Every aspect of university life has a potential impact on the wellbeing of students. The curriculum is important to mental health and wellbeing because it is one of the few guaranteed points of contact between students and the university. The curriculum is central to the student experience providing focus, structure, connection and purpose. If universities are to take mental health and wellbeing seriously, the role of the curriculum must be core to their response. Research has also shown that the way students learn and the way they are taught and assessed, can have siginficant impact on their wellbeing – positive and negative. Drawing on the newly launched, open access toolkit Education for Mental Health, we will examine this research evidence, to establish key principles and some practical steps staff can take to enhance the learning and wellbeing of their students, through curriculum design and delivery.

This will be an active workshop with opportunity to debate, discuss and share practice.

A Conversation Around Diagnostics and Personalised Approaches to Student Success

Keywords: Teaching Staff, Academic / Learning Analytics, Technology Enhanced Learning

Dr Luke Millard
Abertay University, Scotland

Standard approaches to university admission see students meet the criteria for acceptance and then receive a standardised cohort experience through their induction and initial learning journey.  However, as a sector we are well aware that students enter our universities with a diverse range of abilities and skills.  This discursive session will have at its core the work of the Scottish Quality Assurance Agency (QAA) Collaborative Cluster project PARC.  The Personalised Approaches to Resilience and Community (PARC) project is looking at how student diagnostics can be best deployed to help students succeed in their first year of study and includes Abertay, Glasgow Caledonian, Birmingham City, Warwick and Robert Gordon Universities together with the University of the Highlands and Islands.  You will be invited to share your perspectives and approaches around this fascinating area of work. Further details on the QAA project can be found at the Website of Enhancement Themes.
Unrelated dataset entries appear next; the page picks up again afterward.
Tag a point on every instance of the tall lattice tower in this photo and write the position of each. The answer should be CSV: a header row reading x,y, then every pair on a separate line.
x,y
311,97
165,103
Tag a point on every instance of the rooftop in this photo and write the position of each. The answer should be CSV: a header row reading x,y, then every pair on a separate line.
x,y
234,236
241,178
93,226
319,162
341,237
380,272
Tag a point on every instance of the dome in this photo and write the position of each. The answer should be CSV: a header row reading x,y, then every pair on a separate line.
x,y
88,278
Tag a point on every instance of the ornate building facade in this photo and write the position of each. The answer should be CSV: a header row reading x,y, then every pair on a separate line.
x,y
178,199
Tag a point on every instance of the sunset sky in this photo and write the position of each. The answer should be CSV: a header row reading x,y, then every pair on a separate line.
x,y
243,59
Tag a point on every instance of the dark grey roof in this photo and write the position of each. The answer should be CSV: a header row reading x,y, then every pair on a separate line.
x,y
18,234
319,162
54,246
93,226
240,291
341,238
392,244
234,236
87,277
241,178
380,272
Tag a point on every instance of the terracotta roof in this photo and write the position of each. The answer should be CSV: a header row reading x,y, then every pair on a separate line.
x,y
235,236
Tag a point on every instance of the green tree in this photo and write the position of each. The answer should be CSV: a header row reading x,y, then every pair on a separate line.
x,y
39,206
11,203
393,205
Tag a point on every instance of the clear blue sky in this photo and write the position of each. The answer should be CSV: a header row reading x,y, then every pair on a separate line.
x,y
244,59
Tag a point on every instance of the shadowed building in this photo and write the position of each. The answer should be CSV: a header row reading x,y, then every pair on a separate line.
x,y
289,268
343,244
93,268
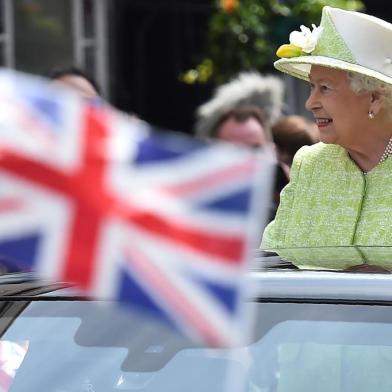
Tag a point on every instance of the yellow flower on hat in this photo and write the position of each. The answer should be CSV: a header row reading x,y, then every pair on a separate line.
x,y
306,39
289,50
301,42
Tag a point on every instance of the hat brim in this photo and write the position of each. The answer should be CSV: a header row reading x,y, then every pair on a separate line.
x,y
299,67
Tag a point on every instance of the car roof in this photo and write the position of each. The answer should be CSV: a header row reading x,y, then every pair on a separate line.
x,y
319,286
272,281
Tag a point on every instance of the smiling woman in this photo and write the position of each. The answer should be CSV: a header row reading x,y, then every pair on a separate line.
x,y
340,189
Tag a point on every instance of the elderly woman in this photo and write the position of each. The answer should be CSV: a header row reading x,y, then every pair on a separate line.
x,y
340,191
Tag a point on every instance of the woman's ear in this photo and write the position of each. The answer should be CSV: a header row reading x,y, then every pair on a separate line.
x,y
377,101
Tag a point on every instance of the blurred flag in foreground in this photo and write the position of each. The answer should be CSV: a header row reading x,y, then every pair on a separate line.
x,y
92,197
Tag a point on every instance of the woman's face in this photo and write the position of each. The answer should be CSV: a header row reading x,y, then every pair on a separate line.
x,y
340,114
Teaching on/offline – A Journey through First Year Architecture

Keywords: Teaching Staff, Academic / Learning Analytics, Technology Enhanced Learning

Wolfgang List, Lisa Obermayer, Petra Petersson, Iulius Popa
Graz University of Technology, Austria

The pre-workshop session is organised by the Institute of Construction and Design Principles (KOEN) at the Technical University in Graz. The Institute has its focus primarily on teaching architecture to first-year students. The integration of the two main courses Construction and Design within one department enables us to emphasise their tight interrelationship.

The first-year course focuses on the essentials, with the goal of teaching a basic understanding of architecture, three-dimensional space, and the contextual connections in the built environment. We present the difficulties in simplified terms and, step by step, we try to give the students the means to explore the complex connections for themselves. We ask the primary questions “Why” and “How”. The main aims are those of learning how to see, how to draw, construct and how to design. In addition, the students are given tools with which to further develop and communicate their ideas. These include sketches, technical drawing (by hand and computer), layouts, and modelmaking, as well as verbal and written presentations.
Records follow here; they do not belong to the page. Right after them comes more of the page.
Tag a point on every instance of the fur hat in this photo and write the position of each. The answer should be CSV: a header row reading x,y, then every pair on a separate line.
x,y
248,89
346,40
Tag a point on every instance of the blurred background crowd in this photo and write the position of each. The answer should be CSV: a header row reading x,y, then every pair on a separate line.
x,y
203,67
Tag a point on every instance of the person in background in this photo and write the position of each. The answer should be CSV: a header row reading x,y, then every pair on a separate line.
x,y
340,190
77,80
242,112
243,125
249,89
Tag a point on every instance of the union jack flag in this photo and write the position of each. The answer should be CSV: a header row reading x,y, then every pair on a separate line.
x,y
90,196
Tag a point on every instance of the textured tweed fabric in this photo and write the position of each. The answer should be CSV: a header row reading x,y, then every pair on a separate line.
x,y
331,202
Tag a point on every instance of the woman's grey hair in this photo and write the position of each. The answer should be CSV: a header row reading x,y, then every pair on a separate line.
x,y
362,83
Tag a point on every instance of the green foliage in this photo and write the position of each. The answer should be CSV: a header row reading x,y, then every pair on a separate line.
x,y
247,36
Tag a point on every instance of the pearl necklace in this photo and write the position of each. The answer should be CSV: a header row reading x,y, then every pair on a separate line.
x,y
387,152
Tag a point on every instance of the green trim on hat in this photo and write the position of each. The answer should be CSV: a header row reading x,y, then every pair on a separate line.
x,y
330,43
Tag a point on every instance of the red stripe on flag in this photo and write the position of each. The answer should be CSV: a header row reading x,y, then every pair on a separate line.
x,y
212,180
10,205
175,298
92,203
The pre-workshop session will introduce the Institute’s “Beginners Workshop“ as well as the hybrid teaching and learning concepts that were developed over the last two years. The contemporary digital methods and media used in architectural teaching show the didactic focus on communication, collaboration, and contemporary knowledge transfer through the supportive use of digital media.

Taking into account various didactic taxonomy levels, methods such as working with the concept of the “flipped classroom” or with digital whiteboards, the use of teaching videos with a green screen, and a digital collection of contributions in a cloud were used and are presented. Furthermore, the challenges and development potentials of hybrid teaching and learning for first-year architecture students are described.